Yes, there was certainly a lot of news to cover. You can get a sense of it by scanning over the list of stories for the year (there's also a search box) in our NewsBreaks and Weekly News Digests at http://newsbreaks.infotoday.com. My NewsBreak Update column in Information Today (www.infotoday.com/it) also provided a monthly wrap-up and commentary on hot news and trends.
The Year of 2.0
But if I had to characterize 2006 in a single phrase, it would be the year that "2.0" changed nearly everything—Web 2.0, Library 2.0, Enterprise 2.0, Office 2.0, etc. I've even seen reference to Medicine 2.0, Politics 2.0, Community 2.0, Legal 2.0, Elearning 2.0—just take a look at the open directory at All Things Web 2.0 (www.allthingsweb2.com).Whether you even agree on the term or think it's just an overused buzzword, Web 2.0 technologies have enabled dynamic interaction, decentralized authority, content sharing, and the establishment of new social networks. User-centric, communal, and participatory applications have clearly taken center stage in many venues. " 2006 was about users in control of content production, aggregation, and distribution," according to industry analyst John Blossom of Shore Communications .
This was capped by TIME magazine's Person of the Year award going to … "You" (www.time.com/time/magazine/article/0,9171,1569514,00.html). Whether you think this was a cop-out or a wise decision, the phenomenon can't be ignored. As the article explained, " In 2006, the World Wide Web became a tool for bringing together the small contributions of millions of people and making them matter."

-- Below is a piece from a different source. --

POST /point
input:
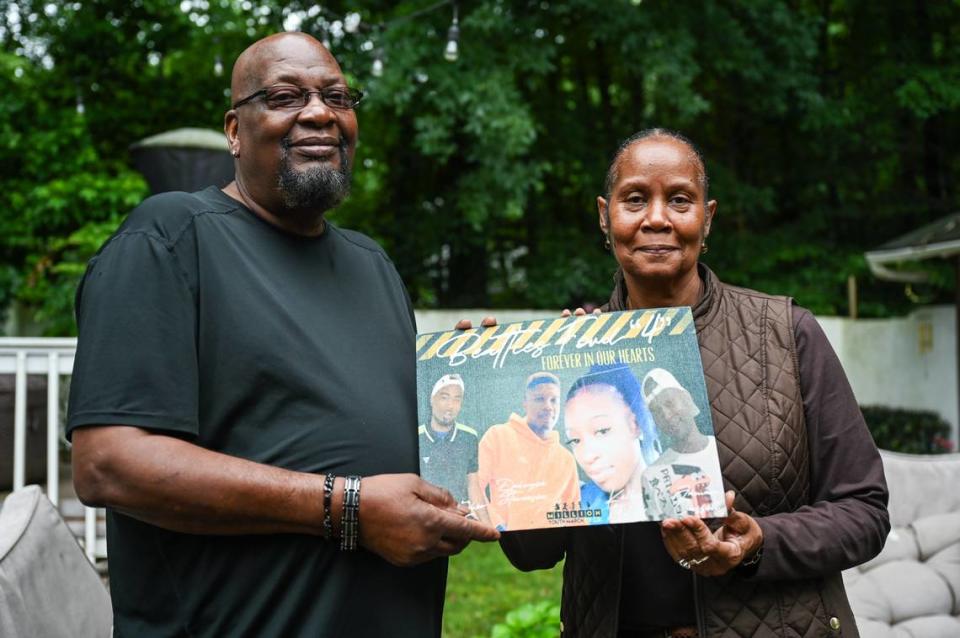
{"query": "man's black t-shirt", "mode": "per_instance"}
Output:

2006 was the year many information professionals embraced these new Web 2.0 technologies and strategies in their roles as information managers and librarians. Witness the kinds of sessions that were held at last year's Computers in Libraries and Internet Librarian conferences—topics covered mashup applications, wikis, social computing, service to users within Second Life, gaming, user-centered planning, and more. Many of our articles during the year related to news from companies involved in these new technologies.
The next Computers in Libraries in Arlington, Va., this April is looking to the future (www.infotoday.com/cil2007). Its theme is Beyond Library 2.0: Building Communities, Connections, & Strategies. Clearly, the new tools and processes are enabling information professionals to interact with their clients and communities in new and exciting ways.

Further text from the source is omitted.